GP Insights # 281, 7 March 2020

Coronavirus cases cross 100,000
Harini Madhusudan

What happened?
Multiple reports surfaced on the numbers that are emerging across the world. There has been a rise in the number of cases in the US and in India. According to worldometers.info, the total number of cases as of 7 March 2020, is at 103,737 of which 58,456 have recovered or have been discharged and 3,522 have died. Among the 41,759 active cases, 85 per cent are known to be in a mild condition. 

It has reached 98 countries and territories around the world and the one international conveyance case of the Diamond Princess which has over 696 cases. Fifty-two countries and territories have more than ten cases each which goes to show that the medical response to the outbreak has been below requirement. The cases in South Korea, Iran, Italy, Germany, France remain over 600. However, the percentage of cured cases look promising across the world, showing positive signs. 

What is the background?
Cases and deaths concerning the virus outbreak have been majorly among the age groups above 40 years. Up to 53 per cent of the cases have been cured and discharged and about 80 per cent are mild and many of the cases are showing up late because the response mechanisms of many countries have been late or the medical costs are known to be expensive; like in the case of the US, where getting a blood test was known to cost over 300 dollars. 

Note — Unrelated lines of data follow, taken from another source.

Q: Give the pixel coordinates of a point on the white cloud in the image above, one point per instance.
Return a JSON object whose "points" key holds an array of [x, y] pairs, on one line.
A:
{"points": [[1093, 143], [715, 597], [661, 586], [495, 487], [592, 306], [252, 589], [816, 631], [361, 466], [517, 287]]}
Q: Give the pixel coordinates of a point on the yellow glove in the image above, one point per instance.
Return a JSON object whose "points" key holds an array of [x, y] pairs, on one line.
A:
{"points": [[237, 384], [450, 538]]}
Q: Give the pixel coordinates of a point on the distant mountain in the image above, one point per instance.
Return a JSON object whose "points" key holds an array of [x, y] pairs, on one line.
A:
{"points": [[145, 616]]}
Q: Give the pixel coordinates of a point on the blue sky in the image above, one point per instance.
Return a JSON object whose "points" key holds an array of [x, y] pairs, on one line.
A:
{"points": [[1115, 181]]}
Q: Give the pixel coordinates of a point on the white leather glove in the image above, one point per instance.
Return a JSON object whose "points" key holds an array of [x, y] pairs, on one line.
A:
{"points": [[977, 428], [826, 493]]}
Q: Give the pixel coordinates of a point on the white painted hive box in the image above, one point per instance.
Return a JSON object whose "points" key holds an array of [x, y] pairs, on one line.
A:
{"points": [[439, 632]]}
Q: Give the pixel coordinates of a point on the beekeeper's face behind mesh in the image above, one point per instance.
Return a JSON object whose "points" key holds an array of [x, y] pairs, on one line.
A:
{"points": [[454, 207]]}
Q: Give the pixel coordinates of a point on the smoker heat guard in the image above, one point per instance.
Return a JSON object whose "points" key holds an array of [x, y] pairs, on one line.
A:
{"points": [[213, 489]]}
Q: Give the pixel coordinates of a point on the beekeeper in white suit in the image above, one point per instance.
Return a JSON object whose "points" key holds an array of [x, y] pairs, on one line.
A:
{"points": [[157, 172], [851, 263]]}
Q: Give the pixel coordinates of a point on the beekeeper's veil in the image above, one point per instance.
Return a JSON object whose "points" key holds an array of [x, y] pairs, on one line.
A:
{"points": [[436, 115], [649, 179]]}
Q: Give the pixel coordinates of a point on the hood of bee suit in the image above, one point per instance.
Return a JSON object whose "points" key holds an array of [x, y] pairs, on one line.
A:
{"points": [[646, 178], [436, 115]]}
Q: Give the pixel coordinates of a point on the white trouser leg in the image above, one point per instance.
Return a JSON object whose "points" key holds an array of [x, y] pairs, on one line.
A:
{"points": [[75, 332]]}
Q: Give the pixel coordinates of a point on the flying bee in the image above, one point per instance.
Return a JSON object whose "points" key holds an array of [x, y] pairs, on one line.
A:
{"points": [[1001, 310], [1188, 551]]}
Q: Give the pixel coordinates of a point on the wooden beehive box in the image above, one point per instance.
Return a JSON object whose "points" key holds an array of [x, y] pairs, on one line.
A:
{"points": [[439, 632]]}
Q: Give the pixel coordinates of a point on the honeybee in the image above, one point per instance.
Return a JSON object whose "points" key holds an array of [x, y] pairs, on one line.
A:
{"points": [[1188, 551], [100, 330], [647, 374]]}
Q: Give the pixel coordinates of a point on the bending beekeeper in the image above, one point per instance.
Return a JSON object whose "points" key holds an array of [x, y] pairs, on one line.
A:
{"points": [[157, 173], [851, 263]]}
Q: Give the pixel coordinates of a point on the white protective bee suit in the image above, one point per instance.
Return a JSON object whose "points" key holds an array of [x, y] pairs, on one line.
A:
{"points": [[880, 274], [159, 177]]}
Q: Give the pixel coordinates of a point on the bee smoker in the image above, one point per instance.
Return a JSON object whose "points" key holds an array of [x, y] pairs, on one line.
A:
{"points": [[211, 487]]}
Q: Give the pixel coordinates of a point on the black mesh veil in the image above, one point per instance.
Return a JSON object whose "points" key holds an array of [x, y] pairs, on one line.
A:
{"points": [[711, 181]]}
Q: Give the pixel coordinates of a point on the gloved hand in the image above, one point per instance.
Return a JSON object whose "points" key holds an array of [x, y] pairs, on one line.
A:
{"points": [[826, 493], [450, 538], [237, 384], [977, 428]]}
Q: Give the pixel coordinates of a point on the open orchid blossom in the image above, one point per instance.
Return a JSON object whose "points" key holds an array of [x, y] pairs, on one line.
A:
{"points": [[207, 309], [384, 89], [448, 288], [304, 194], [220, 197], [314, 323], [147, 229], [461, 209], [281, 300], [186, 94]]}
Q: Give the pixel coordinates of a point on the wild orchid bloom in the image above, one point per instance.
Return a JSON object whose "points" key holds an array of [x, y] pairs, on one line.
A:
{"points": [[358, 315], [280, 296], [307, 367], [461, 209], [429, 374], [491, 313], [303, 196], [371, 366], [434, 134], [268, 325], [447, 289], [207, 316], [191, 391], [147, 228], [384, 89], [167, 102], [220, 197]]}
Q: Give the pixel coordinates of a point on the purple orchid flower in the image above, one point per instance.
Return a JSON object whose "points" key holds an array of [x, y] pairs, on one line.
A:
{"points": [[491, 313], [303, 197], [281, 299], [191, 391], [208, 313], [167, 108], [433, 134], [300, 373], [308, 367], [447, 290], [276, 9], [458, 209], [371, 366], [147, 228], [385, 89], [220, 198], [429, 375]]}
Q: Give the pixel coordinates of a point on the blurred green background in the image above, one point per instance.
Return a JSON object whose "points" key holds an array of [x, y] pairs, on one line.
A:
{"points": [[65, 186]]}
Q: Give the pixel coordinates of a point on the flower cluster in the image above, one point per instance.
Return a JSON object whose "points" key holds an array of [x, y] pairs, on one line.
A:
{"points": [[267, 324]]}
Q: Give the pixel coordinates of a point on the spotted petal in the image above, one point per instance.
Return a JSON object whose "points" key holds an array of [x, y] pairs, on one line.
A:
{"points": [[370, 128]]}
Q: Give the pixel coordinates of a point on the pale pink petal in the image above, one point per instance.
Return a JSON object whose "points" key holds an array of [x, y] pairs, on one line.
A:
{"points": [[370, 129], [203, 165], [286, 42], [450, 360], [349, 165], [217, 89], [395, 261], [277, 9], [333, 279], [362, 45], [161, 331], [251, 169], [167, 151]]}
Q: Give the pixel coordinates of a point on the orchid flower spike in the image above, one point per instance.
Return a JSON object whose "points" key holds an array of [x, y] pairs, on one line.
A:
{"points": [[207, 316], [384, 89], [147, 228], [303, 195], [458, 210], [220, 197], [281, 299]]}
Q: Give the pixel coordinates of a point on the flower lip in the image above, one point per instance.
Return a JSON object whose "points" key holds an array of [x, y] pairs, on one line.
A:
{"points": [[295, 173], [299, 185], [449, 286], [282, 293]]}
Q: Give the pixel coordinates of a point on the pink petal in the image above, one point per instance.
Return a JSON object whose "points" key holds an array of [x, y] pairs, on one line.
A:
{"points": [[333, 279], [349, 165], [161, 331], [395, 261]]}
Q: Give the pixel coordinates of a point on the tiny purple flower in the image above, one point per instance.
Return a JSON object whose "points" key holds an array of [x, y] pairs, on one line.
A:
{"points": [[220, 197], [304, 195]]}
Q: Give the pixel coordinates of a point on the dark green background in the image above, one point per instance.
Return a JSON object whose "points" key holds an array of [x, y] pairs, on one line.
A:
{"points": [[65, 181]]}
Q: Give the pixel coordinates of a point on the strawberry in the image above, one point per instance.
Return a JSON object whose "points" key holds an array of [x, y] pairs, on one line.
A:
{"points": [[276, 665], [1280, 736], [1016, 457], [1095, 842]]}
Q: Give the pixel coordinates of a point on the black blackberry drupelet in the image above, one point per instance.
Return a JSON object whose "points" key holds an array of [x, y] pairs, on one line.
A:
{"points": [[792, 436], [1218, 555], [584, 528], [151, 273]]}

The economic impact of the virus outbreak is expected to show a slump in the first quarter of the year. The impact is strong in the airline sector. The International Air Transport Association (IATA) predicts the outbreak could cost the airlines $113 billion in lost revenue as fewer people take flights. The impact on tourism and the manufacturing sector is expected to see a significant impact, though statistics are not visible yet.

What does it mean?
The steady increase in the number of cases abroad is the natural outcome of the globalized world. The fact that it has reached over 98 countries in three months shows the sheer interconnectedness in the world in terms of the movement of people. The medicine industry across the world does not work closely the same way. Success in the recovery of people has not been through uniform methods. However, signs show that the new cases have slowed down drastically and the numbers showing up now indicate the failure of detection and medical mechanisms.